Look, the stuff that makes a brief great has nothing to do with a marketing course. It comes from everywhere else. The music you grew up on. The relationship that wrecked you. The neighborhood you came from. That’s what you’re actually bringing to the page. And when it’s there, the creative team knows it immediately — they run toward it. When it’s not, they just kind of… execute. AI can build you a perfectly structured brief all day long. But it hasn’t had its heart broken. It hasn’t felt out of place in a room. It hasn’t had a movie make it cry on a flight (not that I would know anything about that). That lived stuff is irreplaceable — and honestly, I think AI has made it more valuable, not less.

  1. With ads failing to clear the attention threshold, what signals do you look for to decide whether to iterate or kill a concept?

Everything starts with a good idea — that’s non-negotiable.
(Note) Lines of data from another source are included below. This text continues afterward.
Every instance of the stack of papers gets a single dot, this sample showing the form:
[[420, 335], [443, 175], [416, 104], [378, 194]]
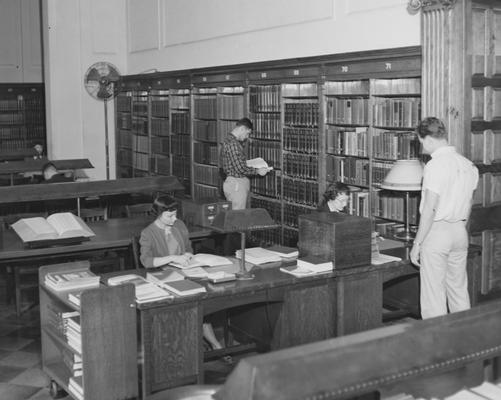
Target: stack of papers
[[258, 255], [145, 291], [72, 279]]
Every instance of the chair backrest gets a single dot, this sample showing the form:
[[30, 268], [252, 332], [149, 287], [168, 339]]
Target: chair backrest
[[137, 210], [136, 252], [94, 214]]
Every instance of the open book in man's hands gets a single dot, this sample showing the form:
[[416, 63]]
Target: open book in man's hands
[[55, 226], [258, 163]]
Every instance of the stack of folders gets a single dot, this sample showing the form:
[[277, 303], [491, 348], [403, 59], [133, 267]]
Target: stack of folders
[[309, 265], [145, 291], [258, 255], [72, 279], [75, 386]]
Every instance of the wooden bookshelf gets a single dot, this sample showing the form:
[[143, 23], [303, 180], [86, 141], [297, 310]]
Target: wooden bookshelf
[[313, 120], [107, 324], [22, 117]]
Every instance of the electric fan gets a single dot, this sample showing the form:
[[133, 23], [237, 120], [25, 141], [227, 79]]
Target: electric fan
[[100, 82]]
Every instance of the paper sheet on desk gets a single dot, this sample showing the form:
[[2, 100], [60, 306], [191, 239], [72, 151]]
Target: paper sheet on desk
[[383, 258]]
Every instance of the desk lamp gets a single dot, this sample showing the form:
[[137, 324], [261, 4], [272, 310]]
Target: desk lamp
[[243, 221], [404, 176]]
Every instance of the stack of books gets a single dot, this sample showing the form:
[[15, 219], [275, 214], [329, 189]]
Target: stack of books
[[75, 387], [258, 255], [309, 265], [72, 279], [145, 291]]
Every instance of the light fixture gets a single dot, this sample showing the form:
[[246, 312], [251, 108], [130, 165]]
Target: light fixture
[[243, 221], [404, 176]]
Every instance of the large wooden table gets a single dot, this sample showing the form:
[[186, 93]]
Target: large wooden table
[[114, 234]]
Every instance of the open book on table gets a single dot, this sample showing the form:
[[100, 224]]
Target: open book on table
[[203, 260], [258, 163], [56, 226]]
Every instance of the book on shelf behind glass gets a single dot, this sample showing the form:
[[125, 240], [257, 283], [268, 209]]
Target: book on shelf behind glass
[[56, 226]]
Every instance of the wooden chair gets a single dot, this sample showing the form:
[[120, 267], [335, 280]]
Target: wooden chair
[[22, 276], [137, 210]]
But a good idea still has to earn its first two seconds. The average person decides whether to keep watching within 1.7 seconds on mobile  — that’s not a scroll habit, that’s a reflex. So, the question is never really “is this a good idea?” It’s “does this good idea announce itself fast enough?” Is there something visually surprising in the opening frame? Something emotionally familiar that pulls you in before you even know why? Does it feel like something — or does it feel like an ad? Those are the signals I’m reading. And when something isn’t landing, I don’t think about killing it, I think about sharpening it. Where’s the moment that has heat? What’s getting in the way of it? Usually, the idea is right, and the entry point is wrong. So, we learn from what isn’t working and we find a better way in. People are giving you their time — the most valuable thing they have. The work has to be worth it from the jump.”
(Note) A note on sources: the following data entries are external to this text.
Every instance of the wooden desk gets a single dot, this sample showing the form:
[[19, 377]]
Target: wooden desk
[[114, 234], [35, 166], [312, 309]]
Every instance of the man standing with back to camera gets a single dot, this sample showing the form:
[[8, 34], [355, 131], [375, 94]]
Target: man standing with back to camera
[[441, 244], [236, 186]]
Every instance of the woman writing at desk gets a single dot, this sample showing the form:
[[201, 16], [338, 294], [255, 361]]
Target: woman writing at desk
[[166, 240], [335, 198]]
  1. Do you have advice on how marketers can manage the volatility caused by AI-driven output where performance can swing dramatically up or down?

AI is designed to find the answer the most people will accept — and in creative work, that’s a dangerous instinct. It pulls everything toward the middle, and the middle becomes wallpaper fast. AKA “BORING” ads.

The antidote is a strong idea. Not an AI idea — yours. Built on a real insight, a felt truth. Once you have that, AI becomes a powerful tool to build around it. But you can’t shortcut the idea itself.

An area I am excited about AI right now is customization — taking one strong idea and using it to have a more specific conversation with your consumer. By audience, time of day, location, even weather. That level of personalization at scale used to be impossible. That’s not AI replacing the idea. That’s AI making it work harder for more people in more moments.

  1. What is your favorite brand to work on? Do you have a favorite that you drink every day?

Nice try on the favorite brand question!

But I’ll tell you what’s on my tray table right now — I’m actually answering these questions on a plane with a Diet Coke next to me. That’s my little travel treat. There’s also a half-finished smartwater in my bag because if you’re not traveling with a smartwater you’re doing it wrong. And if everything goes to plan when I land, I’m getting an afternoon espresso with a Topo Chico. So, I guess today I’m a walking portfolio.